The promised elections to approve the new constitution have been delayed indefinitely due to the death of King Bhumibol Adulyadej on October 13, 2016. They will likely occur at some point following the year-long government mourning period and the royal cremation ceremonies.
Scott #236, a 10-satang carmine stamp, was issued on June 24, 1939, to commemorate the seventh anniversary of the first Siamese constitution as well as the then-current holiday of National Day (later moved to December 5). Printed using the lithography process by the Royal Thai Survey Department in Bangkok, the stamp was perforated in a gauge of 12. It pictures the National Assembly Hall, also known as Ananta Samakhom Throne Hall (พระที่นั่งอนันตสมาคม). This is a royal reception hall within Dusit Palace in Bangkok, commissioned by King Chulalongkorn (Rama V) in 1908. The building was completed in 1915, five years after Rama V’s death in 1910. It now serves as a museum and is from time to time employed for certain state occasions.
The building in Italian Renaissance and neoclassical style was commissioned to the architects Mario Tamagno and Annibale Rigotti. Marble from Carrara, Italy and other foreign materials were used. Italian sculptor Vittorio Novi, who would later also work on the Mahadthai Udthit Bridge (สะพานมหาดไทยอุทิศ), was employed with his nephew Rudolfo Nolli.
The building was used as the headquarters of the People’s Party during the four days of the 1932 Revolution (June 24-27), which transformed the country’s political system from an absolute monarchy to a constitutional one. The first National People’s Assembly convened on June 28, 1932, in this throne hall. After that, it was used as the Parliament House until 1974 when the new Parliament House was opened to the north. However, the old Parliament House is still used for the State Opening of Parliament marking the first assembly in consequence of a general election for the House of Representatives.
The Throne Hall is a two-story construction with a large dome (49.5 meters high) in the center, surrounded by six smaller domes. The domes and walls are covered with paintings by Professor Galileo Chini and Carlo Riguli depicting the history of the Chakri Dynasty, from the first to the sixth reign. In front of the Hall is the Royal Plaza with the equestrian statue of King Chulalongkorn (Rama V).

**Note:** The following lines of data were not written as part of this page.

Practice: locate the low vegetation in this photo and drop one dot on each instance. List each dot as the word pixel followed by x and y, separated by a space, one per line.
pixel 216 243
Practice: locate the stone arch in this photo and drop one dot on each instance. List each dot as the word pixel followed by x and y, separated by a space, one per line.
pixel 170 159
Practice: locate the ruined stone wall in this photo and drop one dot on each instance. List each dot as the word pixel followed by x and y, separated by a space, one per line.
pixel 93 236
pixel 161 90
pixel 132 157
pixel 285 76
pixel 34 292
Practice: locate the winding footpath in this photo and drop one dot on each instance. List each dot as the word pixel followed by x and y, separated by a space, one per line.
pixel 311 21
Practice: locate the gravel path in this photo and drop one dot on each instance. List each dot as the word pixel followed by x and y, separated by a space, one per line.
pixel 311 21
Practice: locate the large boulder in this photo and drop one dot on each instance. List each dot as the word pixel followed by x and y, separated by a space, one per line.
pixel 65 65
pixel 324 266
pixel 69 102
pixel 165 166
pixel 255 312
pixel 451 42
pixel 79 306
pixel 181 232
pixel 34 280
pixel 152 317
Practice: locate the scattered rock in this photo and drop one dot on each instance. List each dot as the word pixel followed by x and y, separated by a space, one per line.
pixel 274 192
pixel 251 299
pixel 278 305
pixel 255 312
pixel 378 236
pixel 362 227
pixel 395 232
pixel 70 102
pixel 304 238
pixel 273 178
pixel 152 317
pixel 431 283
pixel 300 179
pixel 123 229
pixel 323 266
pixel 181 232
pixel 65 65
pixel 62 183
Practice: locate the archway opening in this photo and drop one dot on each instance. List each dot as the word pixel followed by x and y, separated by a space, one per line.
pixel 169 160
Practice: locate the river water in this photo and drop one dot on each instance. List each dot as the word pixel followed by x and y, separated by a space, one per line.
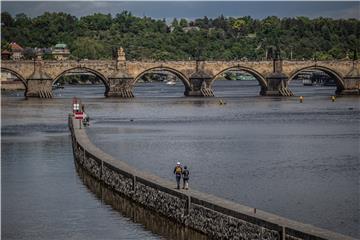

There are paintings on every ceiling and wall of the dome depicting the history of the Chakri Dynasty. The northern dome exhibits the picture of King Rama I leading his armies back to Thailand after defeating the Khmer and later crowned as the first king of the Chakri dynasty. The eastern dome shows the contribution of King Rama II and King Rama III to arts by ordering constructions of the royal temples. The southern dome displays King Rama V’s abolition of slavery. Pictures of King Rama IV (King Mongkut) surrounded by priests of various faiths are shown on the western dome, depicting the king’s advocacy of all religions. Mural paintings in the middle hall narrate the royal duties of King Rama V and King Rama VI. Other parts of the hall are decorated with King Rama V’s and King Rama VI’s monograms, including a variety of royal emblems such as the Garuda emblem. On the balcony of the middle hall, art nouveau paintings are decorated on the walls with pictures of European women holding flower garlands.